1.正見(しょうけん):正しく物ごとを見る
2.正思惟(しょうしゆい):正しく物事を考える
3.正語(しょうご):正しく物事を話る
4.正業(しょうごう):正しい行いをする
5.正命(しょうみょう):正しい生き方をする
6.正精進(しょうしょうじん):正しい努力をする
7.正念(しょうねん):正しい道を思い念ずる
8.正定(しょうじょう):心静かに精神を持ち、正しく心を整える

 

仏教を気軽に学ぶには?

上記でご紹介したことはほんの触りで、実際はもっと奥深いもの。その奥深いブッダの教えをわかりやすく学ぶ方法としては以下がおすすめです。

お寺に行く

仏教とは、「仏の教え」と書くとおり、仏教の開祖・ブッダの教えに従い、悟りと解脱を求める宗教。その教えをわかりやすく教えてくれるのが、お寺のお坊さんたちです。檀家さんではない限りなかなか行く機会のない、そして行きづらい場所ですが、今週末にお寺で行われる灌仏会(花まつり)を機に、まずは一度足を運んでみてはいかがですか?仏教(ブッダの教え)に触れる機会が必ず一度はあると思います。

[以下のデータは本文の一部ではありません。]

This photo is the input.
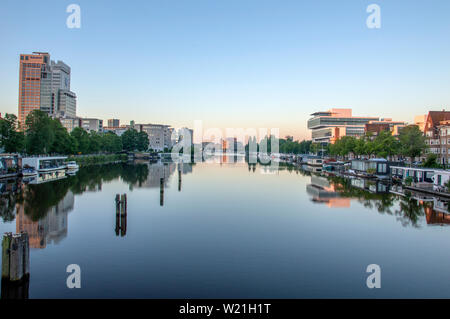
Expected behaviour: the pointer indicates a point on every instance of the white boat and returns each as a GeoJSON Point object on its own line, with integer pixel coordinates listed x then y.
{"type": "Point", "coordinates": [29, 171]}
{"type": "Point", "coordinates": [72, 165]}
{"type": "Point", "coordinates": [44, 164]}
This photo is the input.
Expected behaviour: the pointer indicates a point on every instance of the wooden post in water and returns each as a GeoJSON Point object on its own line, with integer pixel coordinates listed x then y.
{"type": "Point", "coordinates": [121, 214]}
{"type": "Point", "coordinates": [15, 257]}
{"type": "Point", "coordinates": [6, 243]}
{"type": "Point", "coordinates": [117, 214]}
{"type": "Point", "coordinates": [26, 253]}
{"type": "Point", "coordinates": [161, 192]}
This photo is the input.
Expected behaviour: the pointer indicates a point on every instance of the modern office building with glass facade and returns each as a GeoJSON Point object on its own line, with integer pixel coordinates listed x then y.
{"type": "Point", "coordinates": [327, 127]}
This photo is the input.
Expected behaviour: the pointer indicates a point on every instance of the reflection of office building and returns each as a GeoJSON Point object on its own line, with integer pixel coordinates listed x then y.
{"type": "Point", "coordinates": [156, 172]}
{"type": "Point", "coordinates": [50, 229]}
{"type": "Point", "coordinates": [437, 214]}
{"type": "Point", "coordinates": [323, 191]}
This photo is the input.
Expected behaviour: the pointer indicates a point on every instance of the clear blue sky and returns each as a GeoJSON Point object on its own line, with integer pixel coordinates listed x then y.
{"type": "Point", "coordinates": [236, 63]}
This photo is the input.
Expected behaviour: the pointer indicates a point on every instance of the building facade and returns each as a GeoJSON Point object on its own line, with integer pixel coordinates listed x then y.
{"type": "Point", "coordinates": [375, 127]}
{"type": "Point", "coordinates": [34, 84]}
{"type": "Point", "coordinates": [327, 127]}
{"type": "Point", "coordinates": [91, 124]}
{"type": "Point", "coordinates": [113, 123]}
{"type": "Point", "coordinates": [159, 136]}
{"type": "Point", "coordinates": [436, 132]}
{"type": "Point", "coordinates": [44, 85]}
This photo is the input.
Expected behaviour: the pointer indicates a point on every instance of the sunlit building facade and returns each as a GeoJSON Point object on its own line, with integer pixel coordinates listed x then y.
{"type": "Point", "coordinates": [44, 85]}
{"type": "Point", "coordinates": [327, 127]}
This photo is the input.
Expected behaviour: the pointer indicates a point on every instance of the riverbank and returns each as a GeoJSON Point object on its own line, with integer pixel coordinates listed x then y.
{"type": "Point", "coordinates": [85, 160]}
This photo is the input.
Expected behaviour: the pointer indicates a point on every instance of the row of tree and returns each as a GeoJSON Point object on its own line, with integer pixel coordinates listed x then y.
{"type": "Point", "coordinates": [410, 143]}
{"type": "Point", "coordinates": [44, 135]}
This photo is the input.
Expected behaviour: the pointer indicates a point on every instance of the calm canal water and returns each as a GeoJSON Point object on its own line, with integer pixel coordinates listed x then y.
{"type": "Point", "coordinates": [229, 230]}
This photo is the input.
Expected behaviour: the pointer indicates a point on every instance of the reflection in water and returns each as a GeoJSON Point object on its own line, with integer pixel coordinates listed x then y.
{"type": "Point", "coordinates": [408, 209]}
{"type": "Point", "coordinates": [51, 227]}
{"type": "Point", "coordinates": [121, 215]}
{"type": "Point", "coordinates": [42, 210]}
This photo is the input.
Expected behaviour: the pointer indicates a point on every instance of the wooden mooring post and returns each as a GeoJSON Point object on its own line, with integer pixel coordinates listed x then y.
{"type": "Point", "coordinates": [15, 265]}
{"type": "Point", "coordinates": [121, 214]}
{"type": "Point", "coordinates": [161, 192]}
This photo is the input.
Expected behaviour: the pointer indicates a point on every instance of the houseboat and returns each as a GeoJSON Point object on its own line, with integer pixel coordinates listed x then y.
{"type": "Point", "coordinates": [418, 175]}
{"type": "Point", "coordinates": [333, 166]}
{"type": "Point", "coordinates": [371, 168]}
{"type": "Point", "coordinates": [440, 178]}
{"type": "Point", "coordinates": [10, 165]}
{"type": "Point", "coordinates": [72, 165]}
{"type": "Point", "coordinates": [45, 163]}
{"type": "Point", "coordinates": [315, 161]}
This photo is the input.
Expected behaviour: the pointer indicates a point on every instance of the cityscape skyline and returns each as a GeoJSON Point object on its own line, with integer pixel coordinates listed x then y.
{"type": "Point", "coordinates": [251, 61]}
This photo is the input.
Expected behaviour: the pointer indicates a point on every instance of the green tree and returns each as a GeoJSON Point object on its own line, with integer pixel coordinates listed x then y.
{"type": "Point", "coordinates": [431, 161]}
{"type": "Point", "coordinates": [142, 141]}
{"type": "Point", "coordinates": [40, 134]}
{"type": "Point", "coordinates": [412, 141]}
{"type": "Point", "coordinates": [129, 140]}
{"type": "Point", "coordinates": [63, 142]}
{"type": "Point", "coordinates": [11, 139]}
{"type": "Point", "coordinates": [81, 138]}
{"type": "Point", "coordinates": [111, 143]}
{"type": "Point", "coordinates": [386, 145]}
{"type": "Point", "coordinates": [95, 142]}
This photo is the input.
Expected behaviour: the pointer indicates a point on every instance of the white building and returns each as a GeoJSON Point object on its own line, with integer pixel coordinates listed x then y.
{"type": "Point", "coordinates": [91, 124]}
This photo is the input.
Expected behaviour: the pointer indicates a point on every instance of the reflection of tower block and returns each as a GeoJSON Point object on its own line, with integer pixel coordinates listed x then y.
{"type": "Point", "coordinates": [224, 146]}
{"type": "Point", "coordinates": [15, 266]}
{"type": "Point", "coordinates": [121, 215]}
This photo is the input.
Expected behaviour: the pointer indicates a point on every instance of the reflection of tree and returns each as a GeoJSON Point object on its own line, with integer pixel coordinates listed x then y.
{"type": "Point", "coordinates": [11, 193]}
{"type": "Point", "coordinates": [134, 174]}
{"type": "Point", "coordinates": [7, 205]}
{"type": "Point", "coordinates": [410, 211]}
{"type": "Point", "coordinates": [38, 199]}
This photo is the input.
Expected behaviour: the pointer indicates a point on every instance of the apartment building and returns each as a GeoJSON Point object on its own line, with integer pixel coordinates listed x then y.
{"type": "Point", "coordinates": [436, 132]}
{"type": "Point", "coordinates": [159, 135]}
{"type": "Point", "coordinates": [91, 124]}
{"type": "Point", "coordinates": [44, 85]}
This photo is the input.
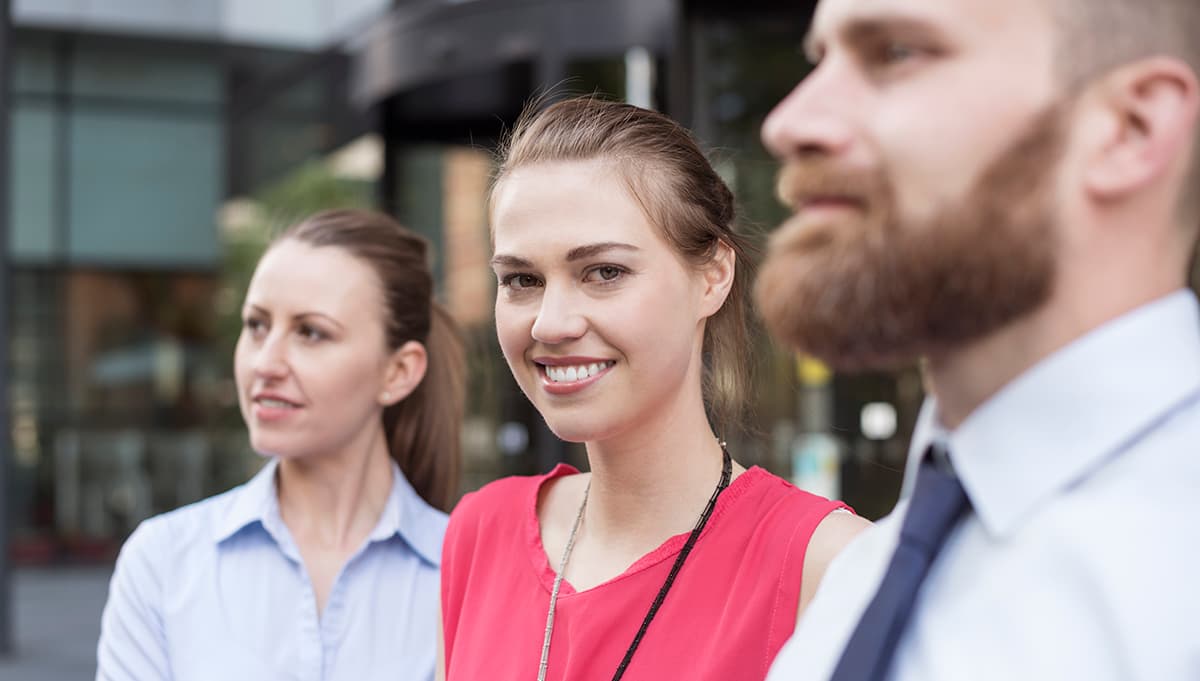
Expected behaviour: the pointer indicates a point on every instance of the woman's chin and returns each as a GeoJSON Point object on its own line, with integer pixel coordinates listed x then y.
{"type": "Point", "coordinates": [579, 432]}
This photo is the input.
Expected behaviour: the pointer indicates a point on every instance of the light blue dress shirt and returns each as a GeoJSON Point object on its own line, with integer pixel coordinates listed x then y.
{"type": "Point", "coordinates": [217, 591]}
{"type": "Point", "coordinates": [1079, 558]}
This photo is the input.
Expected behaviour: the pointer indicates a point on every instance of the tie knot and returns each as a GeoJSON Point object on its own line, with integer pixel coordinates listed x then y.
{"type": "Point", "coordinates": [937, 500]}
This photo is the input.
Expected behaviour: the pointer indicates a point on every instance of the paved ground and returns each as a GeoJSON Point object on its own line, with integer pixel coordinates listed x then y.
{"type": "Point", "coordinates": [57, 622]}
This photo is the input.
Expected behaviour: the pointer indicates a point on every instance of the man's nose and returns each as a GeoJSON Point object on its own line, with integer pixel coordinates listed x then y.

4月8日(土)当日に灌仏会(はなまつり)が行われるのは、有名なお寺では、東京都港区の増上寺と神奈川県の鎌倉にある長谷寺です。今年は土曜日なので、その他にもご近所のお寺で行われるかもしれませんので、気になった方は調べてみてくださいね。

【灌仏会とは】

仏教行事のひとつで、ブッダの誕生日と言われている4月8日に、誕生仏に甘茶や香水などをかける法会です。様々な草花で飾った花御堂に誕生仏を安置することから、一般的には「花祭り」の名で親しまれています。小さな子どもがお化粧をして着飾り、決まった経路を練り歩く「稚児行列」は、子どもの健やかな成長と守護を祈願する伝統行事で、3回参加した子は幸せになれるという言い伝えがあるそうです。

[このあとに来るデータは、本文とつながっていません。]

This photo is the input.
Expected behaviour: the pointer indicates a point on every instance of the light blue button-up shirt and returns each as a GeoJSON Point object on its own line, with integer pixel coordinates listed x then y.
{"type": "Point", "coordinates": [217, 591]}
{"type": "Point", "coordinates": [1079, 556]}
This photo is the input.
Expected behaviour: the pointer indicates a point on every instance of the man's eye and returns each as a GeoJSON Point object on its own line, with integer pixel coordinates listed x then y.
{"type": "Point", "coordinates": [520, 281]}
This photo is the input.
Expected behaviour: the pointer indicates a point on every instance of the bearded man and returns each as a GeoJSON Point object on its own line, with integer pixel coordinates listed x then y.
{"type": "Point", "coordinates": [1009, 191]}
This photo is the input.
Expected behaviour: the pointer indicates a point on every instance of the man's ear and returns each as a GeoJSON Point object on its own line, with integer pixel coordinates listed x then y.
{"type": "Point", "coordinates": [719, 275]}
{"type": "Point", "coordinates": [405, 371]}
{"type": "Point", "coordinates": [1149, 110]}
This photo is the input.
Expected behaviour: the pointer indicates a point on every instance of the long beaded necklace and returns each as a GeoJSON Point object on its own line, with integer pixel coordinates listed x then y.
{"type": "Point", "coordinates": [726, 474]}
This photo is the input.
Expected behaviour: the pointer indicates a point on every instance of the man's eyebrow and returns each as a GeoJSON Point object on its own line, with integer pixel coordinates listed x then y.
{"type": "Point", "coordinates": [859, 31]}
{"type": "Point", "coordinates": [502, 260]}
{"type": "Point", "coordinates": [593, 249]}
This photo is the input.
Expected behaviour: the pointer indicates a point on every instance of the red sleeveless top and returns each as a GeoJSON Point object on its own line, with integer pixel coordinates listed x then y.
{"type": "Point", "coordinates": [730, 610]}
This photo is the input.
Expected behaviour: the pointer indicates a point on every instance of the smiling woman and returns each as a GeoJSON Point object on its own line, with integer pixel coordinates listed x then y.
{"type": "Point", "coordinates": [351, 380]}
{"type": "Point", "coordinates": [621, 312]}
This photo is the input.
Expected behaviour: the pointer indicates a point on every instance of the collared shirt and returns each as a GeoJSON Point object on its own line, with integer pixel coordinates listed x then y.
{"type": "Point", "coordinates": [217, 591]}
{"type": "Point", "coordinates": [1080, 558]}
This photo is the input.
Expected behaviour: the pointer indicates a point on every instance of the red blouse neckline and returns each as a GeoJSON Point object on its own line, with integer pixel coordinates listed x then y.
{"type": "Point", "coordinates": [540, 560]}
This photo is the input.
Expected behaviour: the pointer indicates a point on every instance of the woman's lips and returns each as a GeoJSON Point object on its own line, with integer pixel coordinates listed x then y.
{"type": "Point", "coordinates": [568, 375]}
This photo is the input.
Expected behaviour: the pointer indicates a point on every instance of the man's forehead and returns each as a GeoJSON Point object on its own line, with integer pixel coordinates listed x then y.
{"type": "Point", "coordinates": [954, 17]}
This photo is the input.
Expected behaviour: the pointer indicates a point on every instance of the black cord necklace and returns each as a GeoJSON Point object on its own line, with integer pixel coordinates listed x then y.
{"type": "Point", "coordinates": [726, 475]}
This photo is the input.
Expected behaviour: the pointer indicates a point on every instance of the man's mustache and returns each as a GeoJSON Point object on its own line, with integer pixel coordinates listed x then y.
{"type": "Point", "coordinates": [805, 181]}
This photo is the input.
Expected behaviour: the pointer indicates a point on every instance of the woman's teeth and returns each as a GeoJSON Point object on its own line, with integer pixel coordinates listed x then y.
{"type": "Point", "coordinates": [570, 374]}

灌仏会は、降誕会(ごうたんえ)、仏生会(ぶっしょうえ)、浴仏会(よくぶつえ)、龍華会(りゅうげえ)、花会式(はなえしき)などと呼ばれることもあります。

 

まずはお寺で行われるイベントに足を運ぶのがいいカットもいますが、お寺へ行くのは敷居が高い、という方は、お坊さんが常駐している飲食店も最近は増えているのでそこへ足を運んで人生相談をするのもいいですし、お坊さんを招いたワークショップや、お寺でイベントを行っている「寺子屋ブッダ」を活用するのもいいと思います。お坊さんの書いた仏教に関する本を読むこともいいかもしれませんが…個人的には、実際にお坊さんにお話を聞いた方がわかりやすいと思うので、読書をするなら名言(迷言…?)がたくさん載っている『聖☆お兄さん』がおすすめでしょうか…。本格的に学ぶなら「仏教検定」受験もいいかもしれません。

心地よく幸せに生きる知恵のひとつとして、ぜひブッダの教えを生かしてみてください。

 

本日も「Happy Method」をお読みくださり、ありがとうございました。
皆さまが仏教の知恵を生かし、幸せな日々を過ごすことができますように…。